Overall, we argue that a pragmatist approach to methodology can address the challenge of creating useful knowledge, enhance the rigor and creativity of research, foster deeply integrated qualitative and quantitative methods, and avoid overly simplistic oppositions between realism and relativism. Pragmatism’s guiding insight is to consider the consequences of knowledge. This enables a realist-type analysis of the effectiveness of knowledge combined with a constructionist-type critique of who benefits from that effectiveness. The chapters in the book step through pragmatism (Chapter 1), epistemology (Chapter 2), theory (Chapter 3), research questions (Chapter 4), data collection and curation (Chapter 5), mixed methods research (Chapter 6), multi-resolution research (Chapter 7), ethics (Chapter 8), and the role of social research in enhancing human possibility (Chapter 9). The aim is to propose pragmatism as a coherent, flexible, and robust framework for creating useful knowledge that can enhance society.

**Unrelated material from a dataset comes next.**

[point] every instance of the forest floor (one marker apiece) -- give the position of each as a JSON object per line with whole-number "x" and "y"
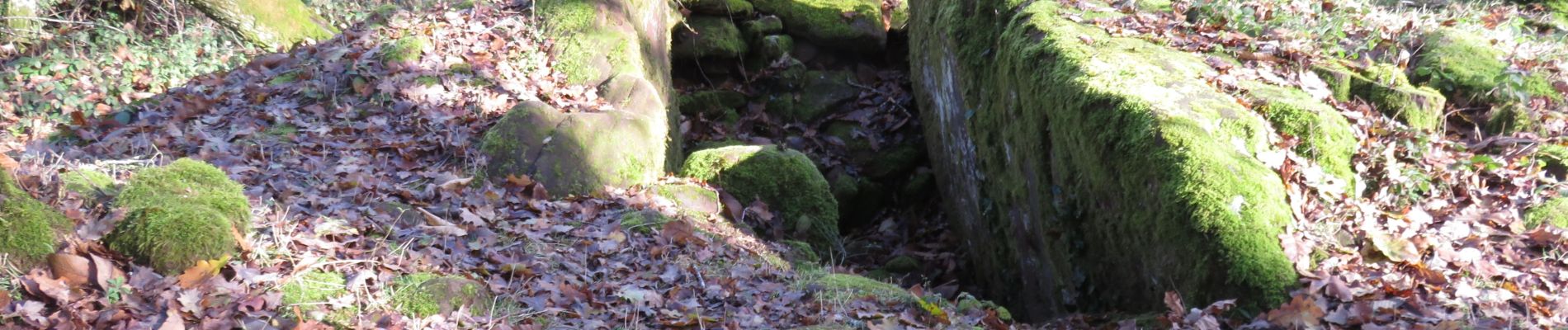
{"x": 1442, "y": 244}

Finally, in preparing this book, and in the many years of discussion that led to this book, we would like to acknowledge the intellectual support of our colleagues, including Flora Cornish, Kevin Corti, Ioana Literat, Mark Noort, Tom Reader, and Tania Zittoun. This book has been supported financially by two grants from the Swiss National Science Foundation (51NF40-205605 via “nccr – on the move” and P400PS-180686).